As the title says. I thought it might be fixable with appropriate scopes, but apparently not.
Require Import ssrbool.
Check [&& true, true & true]. (* everything is fine *)
Variable (T : Type).
Declare Scope T_scope.
Bind Scope T_scope with T.
Variable (f : T -> T -> T).
Infix "&" := f (at level 60) : T_scope.
Check [&& true, true & true]. (* fails *)
(* Syntax error: ',' or '&' expected after [term level 200] (in [term]). *)
What does work is declaring "&"
at level 200, but that doesn't feel like a real solution... Is there a way to use &
in such a notation, or should I just give up and pick another symbol?
Afaik scopes change the interpretation of the parse tree but not the parser. If you declare a notation the parser is changed, regardless what the scope is.
So having a way of interpreting a & b
just stops Coq from realizing that it is not even well-typed and looking for a different interpretation that uses more surrounding symbols? Must we always avoid notations that are substrings of existing notations?

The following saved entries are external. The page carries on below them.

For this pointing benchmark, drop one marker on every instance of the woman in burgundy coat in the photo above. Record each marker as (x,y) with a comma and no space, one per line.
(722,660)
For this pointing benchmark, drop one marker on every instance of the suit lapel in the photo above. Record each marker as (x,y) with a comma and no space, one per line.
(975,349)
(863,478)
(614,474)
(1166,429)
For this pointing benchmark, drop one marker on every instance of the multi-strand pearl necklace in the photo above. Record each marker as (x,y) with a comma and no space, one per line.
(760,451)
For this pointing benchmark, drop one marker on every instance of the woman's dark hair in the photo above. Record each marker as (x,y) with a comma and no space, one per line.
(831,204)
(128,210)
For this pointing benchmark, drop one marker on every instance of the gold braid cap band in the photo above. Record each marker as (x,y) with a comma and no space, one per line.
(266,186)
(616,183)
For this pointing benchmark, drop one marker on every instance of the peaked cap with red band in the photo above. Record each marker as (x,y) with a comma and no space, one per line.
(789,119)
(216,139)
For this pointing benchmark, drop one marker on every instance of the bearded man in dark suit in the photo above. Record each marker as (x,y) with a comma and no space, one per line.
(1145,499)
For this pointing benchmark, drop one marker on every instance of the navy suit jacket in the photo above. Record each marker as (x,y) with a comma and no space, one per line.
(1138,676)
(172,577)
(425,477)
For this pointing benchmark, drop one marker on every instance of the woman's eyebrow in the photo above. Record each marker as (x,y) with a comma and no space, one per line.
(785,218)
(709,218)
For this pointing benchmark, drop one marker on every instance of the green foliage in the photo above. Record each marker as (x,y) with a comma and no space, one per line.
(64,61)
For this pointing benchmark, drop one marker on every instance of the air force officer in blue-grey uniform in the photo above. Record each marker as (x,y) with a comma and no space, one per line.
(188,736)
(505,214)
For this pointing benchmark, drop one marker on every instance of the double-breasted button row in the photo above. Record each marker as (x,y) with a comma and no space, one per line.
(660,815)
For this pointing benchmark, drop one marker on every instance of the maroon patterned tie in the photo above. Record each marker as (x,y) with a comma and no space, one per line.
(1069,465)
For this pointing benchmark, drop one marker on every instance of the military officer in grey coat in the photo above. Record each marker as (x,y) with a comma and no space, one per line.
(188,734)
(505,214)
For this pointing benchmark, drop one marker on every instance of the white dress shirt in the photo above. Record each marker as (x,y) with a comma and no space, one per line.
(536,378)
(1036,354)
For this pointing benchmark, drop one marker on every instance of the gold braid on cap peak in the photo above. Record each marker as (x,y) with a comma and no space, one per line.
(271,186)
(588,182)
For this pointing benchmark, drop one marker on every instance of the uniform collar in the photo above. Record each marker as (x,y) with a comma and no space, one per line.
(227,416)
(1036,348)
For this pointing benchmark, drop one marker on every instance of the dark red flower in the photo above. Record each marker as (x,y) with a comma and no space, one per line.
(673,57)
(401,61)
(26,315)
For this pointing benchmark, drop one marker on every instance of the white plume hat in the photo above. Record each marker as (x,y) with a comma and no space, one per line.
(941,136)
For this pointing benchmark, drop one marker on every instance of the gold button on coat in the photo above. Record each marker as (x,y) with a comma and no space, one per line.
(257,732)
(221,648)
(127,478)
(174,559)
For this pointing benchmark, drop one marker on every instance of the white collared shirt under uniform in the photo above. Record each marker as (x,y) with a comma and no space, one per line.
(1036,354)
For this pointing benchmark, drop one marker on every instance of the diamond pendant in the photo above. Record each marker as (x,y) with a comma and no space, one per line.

That can't be right, at the very least both a < b
and a < b < c
exist and one is a substring of the other.
If you look at the point where the levels of the two notations are fixed (Coq.Init.Notations) you find:
Reserved Notation "x < y" (at level 70, no associativity).
Reserved Notation "x < y < z" (at level 70, y at next level).
The point here is, that the levels of the first/only <
is the same in both notations, allowing the parser to parse both notations depending on what comes after.
So that's why defining "&"
at level 200 works, and there is no other workaround?
I don't know what exactly you mean by "it works" for level "200". It still does not seem to parse x & x
, it only parses the iterated conjunction.
Oh, you're right, I forgot to check that.
But yes, I would stay away from using an infix &
, it's not only used in all the n-ary operators, but also & A
is notation for (_ : A) and it occurs again in the notation for sigT
: { x : T & T_ x}
Fair enough, but this makes me a bit sad. I don't suppose you have any ideas for a symbol that means conjunction and is not yet being used in a number of notations?
It depends a bit on your editor, emacs+company-coq has has decent support for entering unicode symbols. So you might even be able to take a symbol that gets mapped to exactly the same glyph. Not that I'm really suggesting this, but it could be a possibility.
But yes, Unicode is probably the way to go for one-symbol infix notations.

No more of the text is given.